Wtedy musiał wystarczyć im Express Wieczorny, od lektury którego wielu z nich zaczynało dzień. Zwłaszcza, że Ekspresiak - przez długi czas - ukazywał się po południu. A żaden szanujący się gangster - po nocy pełnej rabunków, gwałtów, wymuszeń i innych czynów karalnych - nie będzie zrywał się skoro świt, aby lecieć do kiosku po gazety. Około 13-14, to już co innego, a wtedy właśnie nasza gazeta trafiała do kiosków.
Czytali ją uważnie i zdarzało się, że telefonowali do nas z „reklamacjami”, że to o którymś napisaliśmy za dużo lub za mało. Rozgłos był dla nich ważny. Bez niego nie byłoby pewnie „Wołomina” i „Pruszkowa” w takiej skali, z jakiej znamy te gangi.
Były zatem przecieki od gangsterów do dziennikarzy. Zdarzało się też coś na kształt „ustawek” – między nami a zbójami. Jednak zawsze pisaliśmy, to tym co widzimy a nie o tym co chciano nam pokazać.

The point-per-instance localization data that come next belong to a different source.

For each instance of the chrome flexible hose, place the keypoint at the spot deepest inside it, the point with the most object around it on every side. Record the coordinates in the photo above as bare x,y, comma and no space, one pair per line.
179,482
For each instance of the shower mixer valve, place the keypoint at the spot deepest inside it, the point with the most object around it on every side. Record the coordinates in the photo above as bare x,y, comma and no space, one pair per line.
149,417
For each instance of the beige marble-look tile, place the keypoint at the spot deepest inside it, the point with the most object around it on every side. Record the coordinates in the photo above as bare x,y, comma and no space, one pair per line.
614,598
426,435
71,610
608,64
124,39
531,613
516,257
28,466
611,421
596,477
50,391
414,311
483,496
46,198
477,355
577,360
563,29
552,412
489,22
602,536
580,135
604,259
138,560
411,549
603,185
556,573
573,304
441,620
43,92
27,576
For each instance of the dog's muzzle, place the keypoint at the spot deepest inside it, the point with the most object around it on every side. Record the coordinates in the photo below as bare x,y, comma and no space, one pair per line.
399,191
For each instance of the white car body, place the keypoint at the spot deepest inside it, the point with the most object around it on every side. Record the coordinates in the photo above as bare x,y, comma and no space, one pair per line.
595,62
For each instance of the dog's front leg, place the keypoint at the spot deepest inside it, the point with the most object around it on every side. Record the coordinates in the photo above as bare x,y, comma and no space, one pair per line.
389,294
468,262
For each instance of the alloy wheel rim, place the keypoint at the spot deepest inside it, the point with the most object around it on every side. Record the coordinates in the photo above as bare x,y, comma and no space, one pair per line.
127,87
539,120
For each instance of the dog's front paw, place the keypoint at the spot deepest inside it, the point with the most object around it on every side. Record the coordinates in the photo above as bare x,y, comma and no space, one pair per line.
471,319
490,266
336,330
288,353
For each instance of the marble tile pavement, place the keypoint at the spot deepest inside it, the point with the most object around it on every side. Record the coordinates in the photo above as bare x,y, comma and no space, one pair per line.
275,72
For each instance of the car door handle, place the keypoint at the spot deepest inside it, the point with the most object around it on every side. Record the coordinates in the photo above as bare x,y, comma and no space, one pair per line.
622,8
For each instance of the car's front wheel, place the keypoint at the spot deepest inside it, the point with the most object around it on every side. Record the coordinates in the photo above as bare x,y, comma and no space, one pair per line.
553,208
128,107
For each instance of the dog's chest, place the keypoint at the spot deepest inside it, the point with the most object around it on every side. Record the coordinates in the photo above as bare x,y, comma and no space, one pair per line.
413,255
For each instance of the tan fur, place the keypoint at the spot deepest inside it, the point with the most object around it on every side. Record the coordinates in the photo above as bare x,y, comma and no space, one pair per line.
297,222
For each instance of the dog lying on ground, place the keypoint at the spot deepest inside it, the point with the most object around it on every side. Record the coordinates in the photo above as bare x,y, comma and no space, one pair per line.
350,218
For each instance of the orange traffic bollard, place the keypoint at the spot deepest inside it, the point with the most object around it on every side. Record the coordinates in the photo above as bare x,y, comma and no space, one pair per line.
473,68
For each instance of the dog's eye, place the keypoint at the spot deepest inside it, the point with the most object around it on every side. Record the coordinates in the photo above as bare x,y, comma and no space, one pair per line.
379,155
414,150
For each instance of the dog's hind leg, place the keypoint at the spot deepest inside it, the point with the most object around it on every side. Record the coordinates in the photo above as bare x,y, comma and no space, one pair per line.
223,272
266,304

Kiedyś podczas spotkania z gangiem Łysego i Spławika z Żyrardowa chłopcy pogonili z restauracji, na naszych oczach, prokuratorów ze Skierniewic. Kilka dni wcześniej na tę knajpę zrobili najście w celu wymuszenia haraczu. A prokuratorzy przyjechali akurat w tej sprawie. Łysy po prostu ich wyprosil a oni grzecznie go posłuchali. I za moment gangsterzy opowiadali nam, jaką to pożyteczną robotę wykonują dla lokalnego społeczeństwa.
Z kolei podejrzewani o zabójstwo małżeństwa Jaroszewiczów pisywali do mnie nieco łzawe listy z kryminału. Pewnemu skruszonemu gangsterowi z Pruszkowa załatwialiśmy policyjną ochronę. Po tym, jak chcieli go odstrzelić kumple, gdy ze statku Jurata znikła ich kokaina o wartości 300 milionów złotych. Osławiony Dziad zaprosił nas do swojej willi w Ząbkach, gdzie przez moment usiłował nas wkręcić w handel lewym alkoholem na skalę masową.
Spotykaliśmy się z Pershingiem, Nikosiem, Klepakiem czy Masą (do tego jeszcze wrócę). Otwocki gangster o pseudonimie Żyd (szykował zamach na Pershinga) oraz kilku innych znanych zakapiorów (wszyscy nie żyją) zagrało nawet w telewizyjnej reklamówce z moim scenariuszem.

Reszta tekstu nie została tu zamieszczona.